Multinationales dans le banc des accusés
Alors que les projecteurs sont tournés vers Driss Jettou qui a demandé un délai supplémentaire pour venir à bout des 800 documents et 65 pv d’audition des inspecteurs de l’intérieur et des finances, voilà le discours royal devant le parlement qui enfonce le clou et « sonne le glas plus que jamais de l’impunité ».
Dans la foulée, le nouveau président du parquet général M’hamed Abdennabaoui vient d’adresser ses directives à ses équipes pour inscrire la corruption, le détournement des fonds publics dans leurs priorités…
Sur le terrain, les choses sont moins faciles à mettre en œuvre. On ne tire pas un trait en quelques jours sur des décennies de corruption qui structurent quoiqu’on en dise les réflexes du plus grand nombre des agents publics.
Ad Augusta per Angusta ? Bien sûr, la tâche n’est pas aisée mais avec un chef de l’Etat en personne comme donneur d’ordre de la lutte contre la corruption, l’espoir reste permis.
Ce qui rend la tâche d’un Jettou un peu plus compliquée, c’est que les acteurs de la prévarication ne sont pas toujours là où on les attend le plus. La lutte contre la dilapidation des deniers publics serait nulle, pas à la hauteur des enjeux, si elle reste oublieuse des vrais sujets : or le vrai sujet aujourd’hui, ce sont ces gros chantiers qui brassent des milliards de DHS et qui sont confiés à des multinationales aux agissements opaques et aux ramifications douteuses.
Sur cette question, l’ONG ATTAC CADTM Maroc vient de lancer un appel « pour démanteler le pouvoir des multinationales et mettre fin à leur impunité » à l’occasion de la réunion du Groupe de travail intergouvernemental à composition non limitée sur les sociétés transnationales qui se tiendra du 23 au 27 octobre 2017 à Genève.
L’ONG évoque « le partenariat public-privé qui offre des grands chantiers capitalistiques dans plusieurs secteurs dont par exemple celui de l’énergie (Centrale à charbon de Jorf Lasfar, Centrale au gaz de Tahaddart, Projet éolien de Koudia El baida) », elle aurait gagné à soulever deux questions majeures : celle de l’efficacité de multinationales qu’on préfère aux entreprises locales pour des motifs inavouables.

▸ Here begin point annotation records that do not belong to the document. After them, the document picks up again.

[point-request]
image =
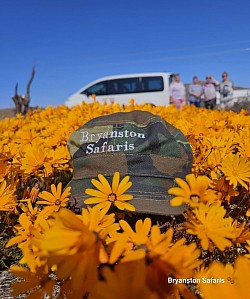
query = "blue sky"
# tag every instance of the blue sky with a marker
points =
(73, 42)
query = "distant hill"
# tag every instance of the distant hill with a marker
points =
(7, 112)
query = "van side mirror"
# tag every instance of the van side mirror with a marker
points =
(86, 93)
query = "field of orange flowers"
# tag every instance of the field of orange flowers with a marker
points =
(103, 255)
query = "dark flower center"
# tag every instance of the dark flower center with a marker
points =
(112, 197)
(58, 202)
(195, 197)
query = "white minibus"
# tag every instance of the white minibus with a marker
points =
(142, 88)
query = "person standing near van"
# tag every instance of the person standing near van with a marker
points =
(177, 92)
(195, 92)
(226, 91)
(209, 90)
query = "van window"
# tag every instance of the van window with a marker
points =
(98, 89)
(121, 86)
(152, 84)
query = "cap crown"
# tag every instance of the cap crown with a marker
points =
(135, 143)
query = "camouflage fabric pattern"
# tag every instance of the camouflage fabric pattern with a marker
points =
(139, 144)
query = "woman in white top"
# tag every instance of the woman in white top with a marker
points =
(177, 92)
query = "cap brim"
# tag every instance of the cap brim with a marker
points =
(149, 195)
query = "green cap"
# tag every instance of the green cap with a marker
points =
(139, 144)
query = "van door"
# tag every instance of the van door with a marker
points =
(98, 91)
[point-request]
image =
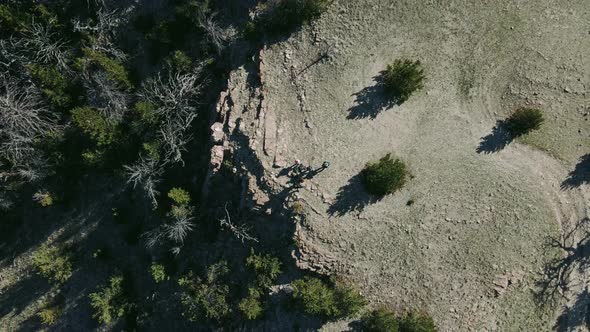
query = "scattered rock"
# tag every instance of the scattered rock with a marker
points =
(217, 132)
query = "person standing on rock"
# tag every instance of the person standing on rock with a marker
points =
(311, 173)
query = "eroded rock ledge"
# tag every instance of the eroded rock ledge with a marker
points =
(245, 127)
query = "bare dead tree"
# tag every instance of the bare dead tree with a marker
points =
(23, 118)
(173, 98)
(105, 30)
(216, 35)
(178, 230)
(175, 231)
(146, 173)
(104, 95)
(45, 45)
(239, 231)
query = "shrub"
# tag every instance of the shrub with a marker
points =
(110, 302)
(50, 314)
(314, 297)
(348, 299)
(179, 196)
(385, 176)
(93, 125)
(147, 112)
(114, 69)
(11, 20)
(206, 298)
(179, 61)
(251, 306)
(43, 198)
(297, 207)
(158, 272)
(53, 84)
(285, 15)
(402, 78)
(379, 320)
(266, 268)
(417, 322)
(524, 120)
(53, 263)
(152, 149)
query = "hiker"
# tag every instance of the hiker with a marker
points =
(311, 173)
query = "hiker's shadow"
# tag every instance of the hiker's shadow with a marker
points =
(497, 140)
(351, 197)
(580, 175)
(370, 101)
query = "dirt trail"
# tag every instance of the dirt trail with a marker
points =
(473, 246)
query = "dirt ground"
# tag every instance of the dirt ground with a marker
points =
(474, 246)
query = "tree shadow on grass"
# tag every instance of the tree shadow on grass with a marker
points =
(576, 316)
(351, 197)
(497, 140)
(372, 100)
(580, 175)
(575, 254)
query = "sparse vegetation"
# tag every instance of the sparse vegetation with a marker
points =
(265, 267)
(110, 302)
(251, 306)
(314, 297)
(417, 322)
(380, 320)
(53, 263)
(385, 176)
(524, 120)
(158, 272)
(383, 320)
(50, 314)
(282, 16)
(403, 78)
(208, 298)
(179, 196)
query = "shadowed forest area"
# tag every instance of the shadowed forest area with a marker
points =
(104, 128)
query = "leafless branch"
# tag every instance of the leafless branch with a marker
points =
(216, 35)
(104, 95)
(105, 30)
(23, 118)
(145, 173)
(240, 232)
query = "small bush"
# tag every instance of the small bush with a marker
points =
(179, 196)
(349, 300)
(43, 198)
(524, 120)
(110, 302)
(417, 322)
(402, 78)
(53, 84)
(251, 306)
(53, 263)
(50, 314)
(93, 125)
(385, 176)
(158, 272)
(266, 268)
(11, 20)
(297, 207)
(206, 298)
(380, 320)
(179, 61)
(114, 69)
(146, 112)
(314, 297)
(285, 15)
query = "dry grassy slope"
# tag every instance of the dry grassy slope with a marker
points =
(476, 215)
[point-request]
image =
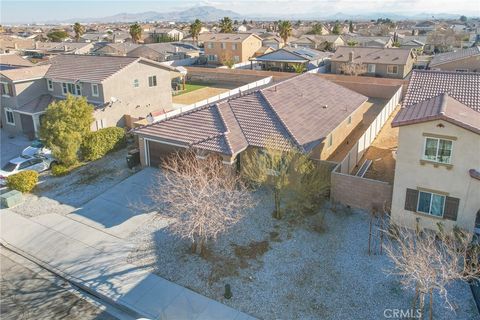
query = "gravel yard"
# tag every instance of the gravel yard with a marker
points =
(63, 195)
(289, 269)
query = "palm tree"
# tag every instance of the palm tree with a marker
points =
(285, 30)
(195, 29)
(226, 25)
(79, 31)
(135, 32)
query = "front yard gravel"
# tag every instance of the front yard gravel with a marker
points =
(287, 269)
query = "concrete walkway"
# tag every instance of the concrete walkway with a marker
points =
(96, 261)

Exemple type, la multinationale Archirodon est un véritable cas d’école dans ce sens. Voilà une société sortie de on ne sait où (grecque à l’origine) qui traine des casseroles à l’Ile Maurice (où la construction d’un port a fait les choux gras de la chronique judiciaire locale) ou encore à Abou Dhabi où l’entreprise a été mise à la porte parce qu’elle n’a pas réussi à mener à terme la construction du pont d’Abou Dhabi qui lui avait été arraché avant d’être confié à la Six Construct, filiale de la multinationale BESIX. Le retard avait dépassé les trois ans !
Ce qui n’a pas empêché la boite de débarquer au Maroc et de décrocher le marché juteux de construction de l’émissaire de Jorf Lasfar en 2013 pour la coquette somme de 60 millions de DHS qui seront revus à la hausse. La société a pourtant empoché plusieurs gros chèques alors que le travail n’a pas été mené à bien et que l’émissaire a explosé à quelques centaines de mètres du rivage.
Juste après, Archirodon qui normalement devrait payer des dommages et intérêts à l’OCP va mettre la main sur le projet d’extension et de réhabilitation du port de Jorf Lasfar. Ce marché décroché d’un montant de 240 millions de $ qui devait être livré en 2015 a pourtant fait l’objet d’une sévère mise en demeure par les maitres d’ouvrages OCP et ONEE qui avaient constaté plusieurs anomalies. Malgré cela et malgré l’argent empoché, à l’heure actuelle, les travaux n’ont pas encore été achevés.
Cerise sur le gâteau, la société dont la filiale est gérée par un Egyptien est en train de se positionner pour rafler le projet de construction du port de Laayoune malgré les conclusions négatives et le niet catégorique du cabinet international indépendant d'ingénierie et de gestion de projets mandaté par l’Ocp pour donner son avis sur les sociétés adjudicatrices.
D’où la question qui se pose avec insistance, qui couvre cette société et pour quelles obscures raisons ?
On se demande encore comment on continue à confier des projets à cette entreprise même si elle aligne des performances médiocres dans le maintien des normes de qualité et l'échec de l'exécution des chantiers à temps.
Un dernier mot, comme le disait si bien Machiavel, la fortuna ( la chance objective d’être au bon endroit et au bon moment) n’empêche pas la virtu ( la rigueur et le savoir gouverner).